Context compression also becomes nearly irrelevant: 128k per slot, Hermes threshold at 90%, means compression only fires after 118k tokens in a single slot. A full coding day's worth of conversation fits without any summarization lossy compression at all.
What's speculative here
Everything in the benchmarks section is a projection. The bandwidth scaling is a reasonable first-order approximation; real hardware has cache effects, kernel dispatch overhead, and other factors that don't scale linearly. The MTP cliff location on Blackwell is genuinely unknown until someone runs the sweep. The NVFP4 quality comparison to Q4_K_XL is uncharted for this specific model — the TurboQuant calibration mitigates quality loss but the actual numbers aren't published.
The one thing I'm confident in: the bandwidth increase from 4090 → 5090 is real and large, and bandwidth is the bottleneck. The direction of the forecast is right even if the magnitude is approximate.
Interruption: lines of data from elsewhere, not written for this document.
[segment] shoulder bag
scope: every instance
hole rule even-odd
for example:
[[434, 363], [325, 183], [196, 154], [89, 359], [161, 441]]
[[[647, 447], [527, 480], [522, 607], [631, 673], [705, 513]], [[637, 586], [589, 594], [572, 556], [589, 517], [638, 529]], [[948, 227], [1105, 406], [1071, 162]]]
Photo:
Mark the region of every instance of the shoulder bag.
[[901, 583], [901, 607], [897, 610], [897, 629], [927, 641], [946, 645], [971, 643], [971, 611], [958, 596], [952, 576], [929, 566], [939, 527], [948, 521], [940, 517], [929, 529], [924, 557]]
The playbook, when it arrives
The Ansible config for this is in this repo. It'll follow the same pattern as the 4090 setup — pinned llama.cpp commit, systemd unit with LD_LIBRARY_PATH adjusted for whatever CUDA toolkit Blackwell needs, model pulled from HuggingFace on first run. The flag changes from the 4090 recipe will be:
--ctx-size 262144(1 slot × 256k, or 2 slots × 128k — same VRAM)--parallel 1or--parallel 2depending on whether you want full context or concurrency--spec-draft-n-maxset to whatever the benchmark sweep finds optimal- Model:
michaelw9999/Qwen3.6-27B-NVFP4-MTP-GGUF
Everything else is the same. Same MTP approach, same KV cache strategy, same systemd scaffolding.
When the hardware arrives, I'll run the actual sweep and update the benchmark table. The interesting question to resolve is where exactly the MTP cliff falls on Blackwell and whether NVFP4 shifts the quality baseline in any meaningful way.